Il poeta scrive da una Palermo solare e perigliosa, dove qualcosa va cambiando anche di giorno all’interno degli uomini, “che sotto la cenere del loro affaccendarsi cercano di coprire il fuoco del loro sgomento”. Per questo la prima sezione del libro ha per titolo “La campana del coprifuoco”, che registra le intuizioni e le conclusioni personali scandite sulla “tiritera dei giorni” e ingloba finali sentenziosi: “Perché vivere è pure il sentirsi morire | del distacco ed è resurrezione ogni ritorno”. Qui troviamo non la Sicilia raccontata dai mass-media, ma quella vissuta sulla propria pelle da un intellettuale siciliano che rifiuta tanto la retorica quanto le generose illusioni: “Il futuro dei figli − | esposti a sottili soprusi − il lavoro per i figli | dell’altra isola s’affida a conclamati simposi | a queste (generose patetiche) fiaccolate-contro”.

Una sorta di limbo canzonatorio e beffardo è la seconda sezione, “Polaroid”, che raduna istantanee di immagini e riflessioni anche sulla storia passata, e frecciate contro il malgoverno vessatorio e tassaiolo che tutti sottoscriviamo: “Chi sgoverna | manda in FUMO | il tuo denaro | e TI AVVELENA | resistenza. | Digli di SMETTERE.”

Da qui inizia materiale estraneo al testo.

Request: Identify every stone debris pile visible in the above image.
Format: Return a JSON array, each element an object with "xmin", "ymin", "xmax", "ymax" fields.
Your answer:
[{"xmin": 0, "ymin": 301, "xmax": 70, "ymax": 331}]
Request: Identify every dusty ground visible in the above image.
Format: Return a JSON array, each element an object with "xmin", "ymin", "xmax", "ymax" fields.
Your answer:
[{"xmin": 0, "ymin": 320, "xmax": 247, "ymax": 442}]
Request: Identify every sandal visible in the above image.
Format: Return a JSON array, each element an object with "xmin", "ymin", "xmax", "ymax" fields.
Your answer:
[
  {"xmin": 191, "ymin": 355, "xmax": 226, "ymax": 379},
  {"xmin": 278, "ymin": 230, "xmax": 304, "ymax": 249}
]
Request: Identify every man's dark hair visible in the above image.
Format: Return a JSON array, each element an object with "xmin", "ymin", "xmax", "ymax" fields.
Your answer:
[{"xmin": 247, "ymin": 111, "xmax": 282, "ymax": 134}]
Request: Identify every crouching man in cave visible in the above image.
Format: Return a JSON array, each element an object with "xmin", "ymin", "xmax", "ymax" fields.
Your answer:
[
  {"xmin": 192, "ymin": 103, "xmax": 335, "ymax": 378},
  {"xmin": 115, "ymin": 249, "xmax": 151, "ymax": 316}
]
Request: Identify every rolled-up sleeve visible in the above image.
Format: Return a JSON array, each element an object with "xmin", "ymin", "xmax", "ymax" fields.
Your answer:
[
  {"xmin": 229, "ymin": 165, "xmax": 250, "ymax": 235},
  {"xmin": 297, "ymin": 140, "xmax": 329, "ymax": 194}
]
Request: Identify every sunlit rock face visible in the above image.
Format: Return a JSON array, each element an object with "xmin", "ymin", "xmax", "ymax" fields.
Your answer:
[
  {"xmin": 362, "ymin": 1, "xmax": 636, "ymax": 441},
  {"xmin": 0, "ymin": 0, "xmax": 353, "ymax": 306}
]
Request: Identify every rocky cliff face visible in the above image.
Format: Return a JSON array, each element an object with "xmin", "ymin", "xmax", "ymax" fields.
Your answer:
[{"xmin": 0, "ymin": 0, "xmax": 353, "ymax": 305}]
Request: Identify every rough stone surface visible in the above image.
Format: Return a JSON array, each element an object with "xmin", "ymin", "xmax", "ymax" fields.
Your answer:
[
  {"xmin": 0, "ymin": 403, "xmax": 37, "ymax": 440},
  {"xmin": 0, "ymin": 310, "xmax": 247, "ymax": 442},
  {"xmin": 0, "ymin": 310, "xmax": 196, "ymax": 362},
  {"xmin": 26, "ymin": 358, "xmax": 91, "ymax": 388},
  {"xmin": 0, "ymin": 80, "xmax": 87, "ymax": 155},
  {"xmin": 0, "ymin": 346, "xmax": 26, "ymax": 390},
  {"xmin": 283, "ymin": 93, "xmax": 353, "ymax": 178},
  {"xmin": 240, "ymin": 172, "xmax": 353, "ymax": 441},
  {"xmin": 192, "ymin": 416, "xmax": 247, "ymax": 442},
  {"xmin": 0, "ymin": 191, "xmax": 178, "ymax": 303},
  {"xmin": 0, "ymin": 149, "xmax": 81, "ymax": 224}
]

La terza e ultima sezione è quella che da il titolo all’intera raccolta e a conduce al cuore del discorso poetico di Zinna, che tra ricordi di scuola, considerazioni sull’araldica di famiglia e sul fair play del gatto di casa, rivela la sua dimensione etica senza dar lezioni a nessuno: “Povero e poeta | ho vissuto la vita che ho voluto”. In un mistilinguismo insieme colloquiale e prezioso, che sfrutta le risorse del francese, del dialetto siciliano, del latino, dell’inglese e del tedesco. Zinna annota le ragioni della scelta di “restare” e resistere: “Questo scrostarsi le fisime − gli indotti | bisogni − la riscoperta del desco-simbolo | il sorridente riepilogo di aneddoti | colti nella giornata”. “E questo fremente rassegnarsi | alla rassegnazione non voler tornare | indietro valersi di poco stringere | le forbici sentirsi vicino l’orizzonte”.